Anmerkungen zu den Figuren:
Schwester Dolores spricht Spanisch, was aber durch jede andere in Spitälern anzutreffende ausländische Sprache ersetzt werden kann. Die Krankenschwestern sollten aus realistischen Gründen je nach Möglichkeit der Schauspielerinnen unbedingt eine ethnische Färbgung erhalten (Kroatisch, Portugiesisch, etc.)

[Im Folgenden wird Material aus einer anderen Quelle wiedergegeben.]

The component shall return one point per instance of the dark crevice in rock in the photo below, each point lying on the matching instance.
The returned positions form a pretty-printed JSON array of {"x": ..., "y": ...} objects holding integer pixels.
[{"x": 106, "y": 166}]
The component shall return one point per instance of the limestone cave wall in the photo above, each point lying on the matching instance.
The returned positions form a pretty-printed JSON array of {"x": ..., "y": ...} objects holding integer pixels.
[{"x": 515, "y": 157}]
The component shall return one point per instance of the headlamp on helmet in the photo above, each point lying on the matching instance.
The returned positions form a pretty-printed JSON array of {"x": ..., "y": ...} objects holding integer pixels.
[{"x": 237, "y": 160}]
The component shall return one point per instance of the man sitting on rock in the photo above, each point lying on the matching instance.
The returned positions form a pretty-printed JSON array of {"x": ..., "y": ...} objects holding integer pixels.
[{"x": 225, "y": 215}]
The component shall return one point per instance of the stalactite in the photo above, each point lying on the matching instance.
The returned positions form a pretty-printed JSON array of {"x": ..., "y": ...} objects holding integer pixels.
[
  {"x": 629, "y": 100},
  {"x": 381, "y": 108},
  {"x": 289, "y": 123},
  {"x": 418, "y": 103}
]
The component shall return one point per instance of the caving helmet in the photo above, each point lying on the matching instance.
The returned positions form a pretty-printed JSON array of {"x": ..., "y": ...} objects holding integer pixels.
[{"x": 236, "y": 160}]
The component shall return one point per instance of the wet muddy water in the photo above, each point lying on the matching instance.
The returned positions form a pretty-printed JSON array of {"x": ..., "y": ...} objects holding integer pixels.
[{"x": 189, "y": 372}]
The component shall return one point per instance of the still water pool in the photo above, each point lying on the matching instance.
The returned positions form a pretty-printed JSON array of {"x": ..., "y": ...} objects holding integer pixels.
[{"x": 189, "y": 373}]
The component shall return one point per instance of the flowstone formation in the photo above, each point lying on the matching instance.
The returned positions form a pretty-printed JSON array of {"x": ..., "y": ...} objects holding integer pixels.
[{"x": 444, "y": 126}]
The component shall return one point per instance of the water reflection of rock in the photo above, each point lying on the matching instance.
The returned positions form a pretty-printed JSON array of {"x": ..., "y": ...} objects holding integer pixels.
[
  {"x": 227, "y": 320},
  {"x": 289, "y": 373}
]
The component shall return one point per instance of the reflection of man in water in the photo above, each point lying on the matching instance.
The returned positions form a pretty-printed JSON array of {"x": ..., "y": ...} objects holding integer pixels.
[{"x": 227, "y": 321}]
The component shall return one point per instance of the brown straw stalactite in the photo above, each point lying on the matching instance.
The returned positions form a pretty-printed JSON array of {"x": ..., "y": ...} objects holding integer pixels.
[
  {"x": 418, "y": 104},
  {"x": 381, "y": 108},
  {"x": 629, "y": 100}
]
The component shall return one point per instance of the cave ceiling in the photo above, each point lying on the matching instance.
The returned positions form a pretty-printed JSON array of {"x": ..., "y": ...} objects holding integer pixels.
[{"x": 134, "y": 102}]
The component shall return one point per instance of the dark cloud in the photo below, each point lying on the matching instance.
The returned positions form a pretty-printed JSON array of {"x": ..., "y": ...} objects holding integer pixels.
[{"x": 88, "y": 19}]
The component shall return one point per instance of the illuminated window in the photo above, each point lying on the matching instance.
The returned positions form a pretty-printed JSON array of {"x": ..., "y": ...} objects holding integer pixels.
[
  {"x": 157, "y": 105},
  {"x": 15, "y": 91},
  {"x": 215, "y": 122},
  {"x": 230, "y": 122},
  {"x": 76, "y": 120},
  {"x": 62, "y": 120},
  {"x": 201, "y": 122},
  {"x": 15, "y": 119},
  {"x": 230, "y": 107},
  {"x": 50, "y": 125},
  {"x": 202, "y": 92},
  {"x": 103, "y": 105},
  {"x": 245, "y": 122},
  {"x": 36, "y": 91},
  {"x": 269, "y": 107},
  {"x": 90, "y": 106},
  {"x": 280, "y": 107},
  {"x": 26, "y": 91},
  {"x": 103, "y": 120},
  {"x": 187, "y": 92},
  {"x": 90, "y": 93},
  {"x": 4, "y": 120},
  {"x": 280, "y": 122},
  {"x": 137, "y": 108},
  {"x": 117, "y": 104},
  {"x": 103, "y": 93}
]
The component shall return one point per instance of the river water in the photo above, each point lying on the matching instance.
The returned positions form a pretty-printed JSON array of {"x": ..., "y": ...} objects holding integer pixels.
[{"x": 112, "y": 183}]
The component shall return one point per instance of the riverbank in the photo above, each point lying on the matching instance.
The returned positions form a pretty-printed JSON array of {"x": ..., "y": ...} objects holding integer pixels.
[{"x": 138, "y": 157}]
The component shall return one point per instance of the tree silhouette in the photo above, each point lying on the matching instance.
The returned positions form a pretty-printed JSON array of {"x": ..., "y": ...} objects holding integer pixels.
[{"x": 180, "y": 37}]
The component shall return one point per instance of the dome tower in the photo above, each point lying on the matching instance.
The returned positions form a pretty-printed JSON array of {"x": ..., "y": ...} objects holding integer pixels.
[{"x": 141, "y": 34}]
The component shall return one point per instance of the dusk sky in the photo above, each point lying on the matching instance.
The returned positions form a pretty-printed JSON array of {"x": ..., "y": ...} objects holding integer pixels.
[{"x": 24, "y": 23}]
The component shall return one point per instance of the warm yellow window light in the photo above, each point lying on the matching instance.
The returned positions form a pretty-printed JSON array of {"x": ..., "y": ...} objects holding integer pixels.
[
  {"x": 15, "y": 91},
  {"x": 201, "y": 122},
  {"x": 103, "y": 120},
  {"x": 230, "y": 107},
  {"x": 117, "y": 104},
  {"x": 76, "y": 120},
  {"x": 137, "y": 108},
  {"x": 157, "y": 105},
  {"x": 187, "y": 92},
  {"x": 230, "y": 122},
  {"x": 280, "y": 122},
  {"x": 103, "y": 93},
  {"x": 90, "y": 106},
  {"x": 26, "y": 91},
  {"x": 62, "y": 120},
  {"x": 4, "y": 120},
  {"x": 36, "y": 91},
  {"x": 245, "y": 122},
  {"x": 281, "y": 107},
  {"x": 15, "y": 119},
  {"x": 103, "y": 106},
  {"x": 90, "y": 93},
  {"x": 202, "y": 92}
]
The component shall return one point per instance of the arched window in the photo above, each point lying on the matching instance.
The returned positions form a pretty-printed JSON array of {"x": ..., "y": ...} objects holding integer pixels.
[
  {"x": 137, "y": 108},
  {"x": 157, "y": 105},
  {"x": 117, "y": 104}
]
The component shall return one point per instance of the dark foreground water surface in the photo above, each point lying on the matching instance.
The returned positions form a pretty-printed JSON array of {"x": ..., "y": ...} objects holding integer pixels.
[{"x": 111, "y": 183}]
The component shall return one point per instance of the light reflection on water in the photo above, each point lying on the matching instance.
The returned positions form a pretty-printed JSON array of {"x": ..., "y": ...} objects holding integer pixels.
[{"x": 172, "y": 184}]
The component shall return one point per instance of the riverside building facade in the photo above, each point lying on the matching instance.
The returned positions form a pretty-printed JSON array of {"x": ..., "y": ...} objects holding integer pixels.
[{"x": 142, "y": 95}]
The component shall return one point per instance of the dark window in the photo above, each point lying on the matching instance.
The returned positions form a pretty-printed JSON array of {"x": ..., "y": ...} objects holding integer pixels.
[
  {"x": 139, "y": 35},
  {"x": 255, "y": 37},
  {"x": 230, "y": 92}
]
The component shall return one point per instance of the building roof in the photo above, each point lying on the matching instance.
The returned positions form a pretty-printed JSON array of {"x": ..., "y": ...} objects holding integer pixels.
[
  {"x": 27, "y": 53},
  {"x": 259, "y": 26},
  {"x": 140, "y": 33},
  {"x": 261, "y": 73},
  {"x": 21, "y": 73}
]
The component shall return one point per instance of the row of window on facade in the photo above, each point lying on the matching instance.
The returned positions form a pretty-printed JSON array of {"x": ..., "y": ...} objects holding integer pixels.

Alle Darstellenden sollten die Dialektfärbungen unbedingt so der eigenen Mundart anpassen, dass die grösstmögliche Selbstver-ständlichkeit erreicht werden kann. Wichtig wäre, dass Grossenbacher und Prof. Weigert und Frau Dr. Saurer stadtbernisch, also „besseres“ Berndeutsch sprechen. Z. B. Chilchefäld, Hund. Nicht: Chiuchefäud, Hung.
Bühne
Was aussieht wie Bühnenanweisungen sind nur Beschreibungen räumlicher Möglichkeiten, wo sie nicht aus dem Text hervorgehen. Bei der Uraufführung erwiesen sich die Vorhänge, wie sie in Spitälern zwischen Betten gezogen werden können, als praktisches, gestalterisch effektvoll ordnendes Bühnenelement.

Zwischentexte
Die Zwischentexte sind Zitate aus dem Kriminalroman „Eiger, Mord und Jungfrau“. Ihre Aufgabe ist es, zu dokumentieren, dass es sich bei dem Stück um eine Dramatisierung handelt, die versucht, der Vorlage gerecht zu werden und ihr bis hin zum sprachlichen Duktus möglichst treu zu bleiben.

1. Akt
1. Szene
Auf dem Friedhof beim Gemeinschaftsgrab: Ein kubischer Betonklotz von knapp zwei Metern Höhe auf einem rechteckigen Podest, ebenfalls aus Beton. Die Trauergemeinde betet mit dem Rücken zum Publikum. Dr. Franco Weber stösst als einziger nicht in Schwarz und als letzter dazu. Über Lautsprecher oder auf einer geeigneten Fläche erscheint ein erstes Zitat aus dem Roman.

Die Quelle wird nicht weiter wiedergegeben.